Gross misconduct

Yet another movie with grown men acting like children.

Yet another movie with grown men acting like children.

Rated 3.0

Hall Pass continues a string of relatively funny if not altogether sidesplitting films from the Farrelly brothers. Seventeen years removed from their debut, Dumb and Dumber, Peter and Bobby continue to get cheap laughs out of gross sight gags, some more successful than others.

You will groan, and you will fidget at times, but if you are among those who laughed heartily at Kingpin and There’s Something About Mary, Hall Pass should induce some spirited guffaws.

This is, perhaps, their best “raunchy” movie since Mary, a slightly better effort than the passable Me, Myself and Irene and near-return-to-form The Heartbreak Kid. The pleasant and enjoyable Fever Pitch is disqualified because it was about baseball and didn’t have any dick jokes. Shallow Hal and Stuck on You sucked, so they’re simply banished from thought beyond this sentence.

When middle-aged real estate agent Rick (Owen Wilson) gets busted one too many times for incidents involving apparent sexual dissatisfaction, wife Maggie (Jenna Fischer) gets fed up and grants him a “hall pass.” For one week, he can do whatever he wants sexually with other women, with no questions asked.

Rick’s best friend Fred (Jason Sudeikis) is granted the same gift by his wife, Grace (Christina Applegate), for a far more salacious infraction involving his automobile, and the two head out for seven days of debauchery. With other friends in tow, the party starts at Applebee’s and sort of goes downhill from there.

Attempts to get laid involve going to coffee houses, playing golf while stoned on pot brownies, lying around in hotel rooms eating Ben & Jerry’s, and, of course, bar hopping.
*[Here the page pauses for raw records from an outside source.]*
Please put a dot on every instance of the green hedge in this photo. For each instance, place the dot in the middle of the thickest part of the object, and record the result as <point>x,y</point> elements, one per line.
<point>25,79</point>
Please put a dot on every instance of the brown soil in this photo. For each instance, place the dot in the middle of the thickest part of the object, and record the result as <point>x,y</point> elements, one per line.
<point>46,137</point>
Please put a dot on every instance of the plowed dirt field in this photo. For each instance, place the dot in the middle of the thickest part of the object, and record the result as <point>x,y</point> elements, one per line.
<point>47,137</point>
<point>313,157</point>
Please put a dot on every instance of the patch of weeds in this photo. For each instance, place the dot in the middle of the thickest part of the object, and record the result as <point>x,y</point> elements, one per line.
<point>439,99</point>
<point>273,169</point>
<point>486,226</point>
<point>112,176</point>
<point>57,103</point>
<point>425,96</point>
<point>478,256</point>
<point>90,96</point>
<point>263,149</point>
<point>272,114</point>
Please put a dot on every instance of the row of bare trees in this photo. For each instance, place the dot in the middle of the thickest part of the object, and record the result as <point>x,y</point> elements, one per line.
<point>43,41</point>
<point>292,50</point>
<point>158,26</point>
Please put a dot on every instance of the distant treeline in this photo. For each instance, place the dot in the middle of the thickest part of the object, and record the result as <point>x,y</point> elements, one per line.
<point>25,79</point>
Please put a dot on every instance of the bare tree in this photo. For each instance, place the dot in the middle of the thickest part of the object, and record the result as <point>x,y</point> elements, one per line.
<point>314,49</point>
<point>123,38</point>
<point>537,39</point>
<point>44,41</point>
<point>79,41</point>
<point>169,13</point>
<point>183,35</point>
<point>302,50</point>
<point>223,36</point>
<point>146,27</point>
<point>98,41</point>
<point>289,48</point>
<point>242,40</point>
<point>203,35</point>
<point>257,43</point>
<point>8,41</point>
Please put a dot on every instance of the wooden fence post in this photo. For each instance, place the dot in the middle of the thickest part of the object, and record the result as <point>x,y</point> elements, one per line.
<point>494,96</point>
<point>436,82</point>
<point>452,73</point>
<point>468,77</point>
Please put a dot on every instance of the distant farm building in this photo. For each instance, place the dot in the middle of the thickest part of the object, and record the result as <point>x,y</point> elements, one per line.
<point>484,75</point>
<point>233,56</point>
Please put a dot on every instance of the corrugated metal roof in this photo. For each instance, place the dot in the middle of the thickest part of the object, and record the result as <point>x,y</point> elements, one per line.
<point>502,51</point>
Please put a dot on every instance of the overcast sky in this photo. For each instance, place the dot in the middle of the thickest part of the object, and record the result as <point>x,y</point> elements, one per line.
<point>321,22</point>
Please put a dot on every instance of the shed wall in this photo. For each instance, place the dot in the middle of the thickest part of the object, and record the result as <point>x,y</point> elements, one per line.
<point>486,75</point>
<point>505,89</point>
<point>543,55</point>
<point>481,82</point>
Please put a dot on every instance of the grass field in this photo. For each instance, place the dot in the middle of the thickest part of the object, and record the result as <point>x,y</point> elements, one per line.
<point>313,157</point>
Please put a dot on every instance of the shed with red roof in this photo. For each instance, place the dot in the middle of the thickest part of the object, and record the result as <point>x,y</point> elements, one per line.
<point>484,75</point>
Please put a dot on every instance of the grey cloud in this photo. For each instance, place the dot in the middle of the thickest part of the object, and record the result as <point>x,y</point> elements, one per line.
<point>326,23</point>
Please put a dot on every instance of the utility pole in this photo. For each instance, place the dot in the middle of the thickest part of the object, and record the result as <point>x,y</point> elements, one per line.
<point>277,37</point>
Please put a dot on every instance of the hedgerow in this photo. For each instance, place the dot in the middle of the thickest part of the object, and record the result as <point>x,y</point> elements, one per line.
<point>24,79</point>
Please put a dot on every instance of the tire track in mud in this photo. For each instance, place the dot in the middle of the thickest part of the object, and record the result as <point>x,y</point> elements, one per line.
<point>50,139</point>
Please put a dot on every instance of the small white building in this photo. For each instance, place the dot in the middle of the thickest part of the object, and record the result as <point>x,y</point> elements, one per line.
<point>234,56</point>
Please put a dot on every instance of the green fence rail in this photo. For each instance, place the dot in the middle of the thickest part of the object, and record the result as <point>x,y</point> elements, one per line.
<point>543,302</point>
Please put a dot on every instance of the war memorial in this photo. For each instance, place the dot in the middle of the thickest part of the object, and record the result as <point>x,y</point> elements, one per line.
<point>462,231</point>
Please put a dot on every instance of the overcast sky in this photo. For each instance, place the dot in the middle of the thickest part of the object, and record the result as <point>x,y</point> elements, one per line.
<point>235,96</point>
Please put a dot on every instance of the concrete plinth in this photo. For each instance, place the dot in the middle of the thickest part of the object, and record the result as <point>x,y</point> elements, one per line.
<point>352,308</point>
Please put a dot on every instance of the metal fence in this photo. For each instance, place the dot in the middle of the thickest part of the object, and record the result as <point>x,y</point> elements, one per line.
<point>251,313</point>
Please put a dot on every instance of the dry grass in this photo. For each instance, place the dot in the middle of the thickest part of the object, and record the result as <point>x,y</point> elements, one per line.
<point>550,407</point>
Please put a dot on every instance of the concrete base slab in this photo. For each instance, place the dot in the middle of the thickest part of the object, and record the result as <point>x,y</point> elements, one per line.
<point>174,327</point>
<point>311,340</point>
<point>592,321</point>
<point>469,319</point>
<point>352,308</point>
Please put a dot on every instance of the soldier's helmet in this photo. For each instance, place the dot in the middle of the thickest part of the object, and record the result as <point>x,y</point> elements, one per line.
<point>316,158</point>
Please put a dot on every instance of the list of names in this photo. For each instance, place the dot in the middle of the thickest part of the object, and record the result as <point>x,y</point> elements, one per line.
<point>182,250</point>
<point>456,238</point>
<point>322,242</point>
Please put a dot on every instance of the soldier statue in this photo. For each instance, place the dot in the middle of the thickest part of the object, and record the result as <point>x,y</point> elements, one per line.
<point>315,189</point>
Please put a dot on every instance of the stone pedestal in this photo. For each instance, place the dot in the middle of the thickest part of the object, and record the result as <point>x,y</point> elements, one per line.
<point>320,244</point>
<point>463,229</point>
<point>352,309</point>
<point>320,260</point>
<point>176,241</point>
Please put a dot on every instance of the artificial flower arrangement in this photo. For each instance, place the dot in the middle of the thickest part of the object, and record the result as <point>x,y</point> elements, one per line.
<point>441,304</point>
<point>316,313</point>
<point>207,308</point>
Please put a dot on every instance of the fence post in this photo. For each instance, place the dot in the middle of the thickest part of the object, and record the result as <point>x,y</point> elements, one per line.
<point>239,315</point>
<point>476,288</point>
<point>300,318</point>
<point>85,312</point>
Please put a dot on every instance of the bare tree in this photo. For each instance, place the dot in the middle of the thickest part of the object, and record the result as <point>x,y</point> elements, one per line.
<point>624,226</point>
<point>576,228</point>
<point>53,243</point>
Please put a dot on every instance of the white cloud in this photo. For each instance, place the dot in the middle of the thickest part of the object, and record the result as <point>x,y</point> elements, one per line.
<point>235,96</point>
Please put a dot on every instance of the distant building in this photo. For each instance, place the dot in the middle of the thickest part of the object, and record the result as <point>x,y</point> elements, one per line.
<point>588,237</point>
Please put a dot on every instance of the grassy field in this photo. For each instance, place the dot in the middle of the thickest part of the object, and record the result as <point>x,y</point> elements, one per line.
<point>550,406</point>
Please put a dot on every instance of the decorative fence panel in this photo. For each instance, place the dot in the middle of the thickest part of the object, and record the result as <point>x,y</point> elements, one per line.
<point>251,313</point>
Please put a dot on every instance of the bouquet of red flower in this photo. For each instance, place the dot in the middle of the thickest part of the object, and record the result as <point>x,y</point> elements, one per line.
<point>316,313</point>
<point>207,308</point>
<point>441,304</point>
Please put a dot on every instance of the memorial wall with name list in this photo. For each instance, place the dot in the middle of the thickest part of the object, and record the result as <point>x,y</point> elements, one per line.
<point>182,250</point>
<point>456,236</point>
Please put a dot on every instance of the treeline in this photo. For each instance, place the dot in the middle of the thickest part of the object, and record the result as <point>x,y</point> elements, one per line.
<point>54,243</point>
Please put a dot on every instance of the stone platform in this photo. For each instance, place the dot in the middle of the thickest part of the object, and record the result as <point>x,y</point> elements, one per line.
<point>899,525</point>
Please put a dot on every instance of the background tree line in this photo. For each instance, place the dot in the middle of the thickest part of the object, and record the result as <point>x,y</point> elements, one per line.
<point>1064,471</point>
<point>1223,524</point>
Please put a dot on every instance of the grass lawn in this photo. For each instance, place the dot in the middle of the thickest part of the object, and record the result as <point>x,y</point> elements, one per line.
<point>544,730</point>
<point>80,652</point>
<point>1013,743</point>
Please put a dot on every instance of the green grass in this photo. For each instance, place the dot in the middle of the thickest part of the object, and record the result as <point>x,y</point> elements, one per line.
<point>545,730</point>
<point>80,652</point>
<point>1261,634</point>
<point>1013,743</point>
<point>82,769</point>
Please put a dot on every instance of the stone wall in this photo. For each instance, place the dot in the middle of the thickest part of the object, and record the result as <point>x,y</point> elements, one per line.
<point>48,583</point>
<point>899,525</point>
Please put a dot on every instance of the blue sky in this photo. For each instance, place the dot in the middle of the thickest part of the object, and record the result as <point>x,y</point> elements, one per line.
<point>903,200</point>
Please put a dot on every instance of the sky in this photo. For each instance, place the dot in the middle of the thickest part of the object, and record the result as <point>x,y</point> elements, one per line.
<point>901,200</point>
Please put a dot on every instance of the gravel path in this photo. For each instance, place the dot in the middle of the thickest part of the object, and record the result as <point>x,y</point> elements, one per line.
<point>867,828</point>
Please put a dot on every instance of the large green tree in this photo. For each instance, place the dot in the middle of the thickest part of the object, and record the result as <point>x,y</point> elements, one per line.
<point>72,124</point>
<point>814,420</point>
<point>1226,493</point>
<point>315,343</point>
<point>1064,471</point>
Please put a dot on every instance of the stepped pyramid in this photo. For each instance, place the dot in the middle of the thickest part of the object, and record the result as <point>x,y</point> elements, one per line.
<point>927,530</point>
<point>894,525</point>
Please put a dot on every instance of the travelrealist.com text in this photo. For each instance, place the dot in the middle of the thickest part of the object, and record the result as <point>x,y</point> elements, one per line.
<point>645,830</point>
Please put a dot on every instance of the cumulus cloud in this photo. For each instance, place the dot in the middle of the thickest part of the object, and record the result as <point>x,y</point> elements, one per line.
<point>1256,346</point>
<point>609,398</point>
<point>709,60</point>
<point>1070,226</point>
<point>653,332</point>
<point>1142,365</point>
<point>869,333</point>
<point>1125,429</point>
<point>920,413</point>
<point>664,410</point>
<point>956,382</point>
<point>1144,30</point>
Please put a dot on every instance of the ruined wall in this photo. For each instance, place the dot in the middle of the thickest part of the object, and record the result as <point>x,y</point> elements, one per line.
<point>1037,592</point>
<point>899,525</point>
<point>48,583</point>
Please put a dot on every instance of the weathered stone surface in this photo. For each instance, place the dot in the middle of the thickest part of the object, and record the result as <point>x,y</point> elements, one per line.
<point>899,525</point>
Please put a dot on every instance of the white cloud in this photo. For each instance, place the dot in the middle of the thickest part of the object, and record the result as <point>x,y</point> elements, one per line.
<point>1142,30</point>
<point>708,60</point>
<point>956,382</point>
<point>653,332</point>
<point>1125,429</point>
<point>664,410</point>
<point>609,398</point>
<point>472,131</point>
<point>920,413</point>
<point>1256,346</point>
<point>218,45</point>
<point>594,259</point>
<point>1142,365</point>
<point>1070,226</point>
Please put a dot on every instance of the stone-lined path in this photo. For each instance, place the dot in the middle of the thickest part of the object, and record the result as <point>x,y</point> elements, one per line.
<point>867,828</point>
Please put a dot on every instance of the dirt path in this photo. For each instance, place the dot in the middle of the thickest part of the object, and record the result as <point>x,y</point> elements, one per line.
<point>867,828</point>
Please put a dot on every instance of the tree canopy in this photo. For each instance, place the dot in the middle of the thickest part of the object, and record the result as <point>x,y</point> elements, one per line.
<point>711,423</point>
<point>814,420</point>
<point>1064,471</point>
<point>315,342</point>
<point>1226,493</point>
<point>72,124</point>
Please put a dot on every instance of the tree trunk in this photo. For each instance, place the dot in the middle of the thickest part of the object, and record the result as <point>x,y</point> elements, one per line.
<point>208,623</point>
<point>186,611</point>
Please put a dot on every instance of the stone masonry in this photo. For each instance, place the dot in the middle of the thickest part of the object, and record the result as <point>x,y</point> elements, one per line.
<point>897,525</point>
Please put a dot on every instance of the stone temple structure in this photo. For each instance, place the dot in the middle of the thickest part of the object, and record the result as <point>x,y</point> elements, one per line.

The boys find out that, even though they have been granted their sexual freedom, there are no guarantees they will capitalize. In fact, they will more than likely strike out.

Of course, this is just the Farrellys setting the stage for gross sight gags, some of which are mighty funny, and others that no person in their right mind would want to ever see. The best involves a woman having some difficulty in Fred’s bathroom, with the worst being a shocking moment for Rick and two incredibly different and variably sized cocks. I will provide no further description.

As for the rest of Rick and Fred’s crew, Stephen Merchant scores some laughs as the one who supplies the pot brownies. (Stay around for the credits because they feature Merchant in the funniest sequence of the film.) Larry Joe Campbell appears as Hog-Head, constantly needing to take a dump, which he does at very inopportune times. Richard Jenkins shows up late as Coakley, offering sleazy sage advice on how to pick up girls.

What works in the film is largely due to the pairing of Wilson and Sudeikis, who play off each other nicely. Wilson is in his usual deadpan mode, while Sudeikis, easily one of the funnier entities on the current incarnation of Saturday Night Live, provides the more energetic sparks. His oft-repeated gag involving “fake chow” is a lot funnier than it ever should be thanks to his spirited delivery.

Undoubtedly, the Farrellys are held to a high standard when it comes to the gross-out sight gags. They set the high watermark with their utilization of jizz on Ben Stiller’s ear and in Cameron Diaz’s hair in Mary. Hall Pass makes many admirable attempts to achieve such moments of glory. They fall somewhat short, but there are enough successful gags to make the whole thing worth a fan’s time.

Yeah, not glowing praise by any means. But sometimes, just sometimes, I need a movie to show me a glamorous girl spraying diarrhea all over some dude’s bathroom wall, just to keep things real.